Dear Marci,
I have been recovering from surgery at a skilled nursing facility (SNF), but recently was told I am being discharged this week. How can I appeal my discharge from a SNF?
– Matthew (Rochester, NY)
Dear Matthew,
If you are receiving care in a non-hospital setting and are told that Medicare will no longer pay for your care (and you will be discharged), you have the right to file a fast appeal if you do not believe your care should end. Non-hospital settings include skilled nursing facilities, Comprehensive Outpatient Rehabilitation Facilities (CORFs), hospice, or home health agencies.
If your care at a non-hospital setting is ending because your provider believes Medicare will not pay for it, you should receive a Notice of Medicare Non-Coverage. You should get this notice no later than two days before your care is set to end. If you receive home health care, you should receive the notice on your second to last care visit. If you have reached the limit in your care or do not qualify for care, you do not receive this notice and you cannot appeal.
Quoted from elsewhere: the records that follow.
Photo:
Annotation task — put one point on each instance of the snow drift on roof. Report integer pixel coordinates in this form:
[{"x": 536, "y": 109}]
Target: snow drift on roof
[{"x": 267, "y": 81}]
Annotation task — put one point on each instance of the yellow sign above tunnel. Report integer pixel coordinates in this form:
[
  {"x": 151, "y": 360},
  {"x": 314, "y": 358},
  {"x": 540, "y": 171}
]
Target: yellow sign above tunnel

If you feel that your care in a non-hospital setting should continue, follow the instructions on the Notice of Medicare Non-Coverage to file an expedited appeal with the Quality Improvement Organization (QIO) by noon of the day before your care is set to end. Once you file the appeal, your provider should give you a Detailed Explanation of Non-Coverage. This notice explains in writing why your care is ending and lists any Medicare coverage rules related to your case.
The QIO will usually call you to get your opinion. You can also send a written statement. If you receive home health or CORF care, you must get a written statement from a physician who confirms that your care should continue.
If you have Original Medicare, the QIO should make a decision no later than two days after your care was set to end. If you have a Medicare Advantage Plan, the QIO should make a decision no later than the day your care is set to end. Your provider cannot bill you before the QIO makes its decision. If the QIO appeal is successful, you should continue to receive Medicare-covered care, as long as your doctor continues to certify it.
If your appeal is denied at this first level, you can continue to appeal by following instructions on the denial notices you receive. There are five levels of appeal in total; the timing and agency involved depend on whether you have Original Medicare or a Medicare Advantage Plan. You have the right to continue appealing if you are not successful.
Expedited appeals have tight deadlines, so it is important to pay attention to the timeframes for appealing at each level. Keep copies of any appeal paperwork you send out, and if you speak to someone on the phone, get their name and write down the date and time that you spoke to them. It is helpful to have all of your appeal documents together in case you run into any problems and need to access documents you already mailed.
Note that the appeal process is different if your inpatient hospital care is ending or if your care is being reduced but not ending, and you do not agree with that reduction.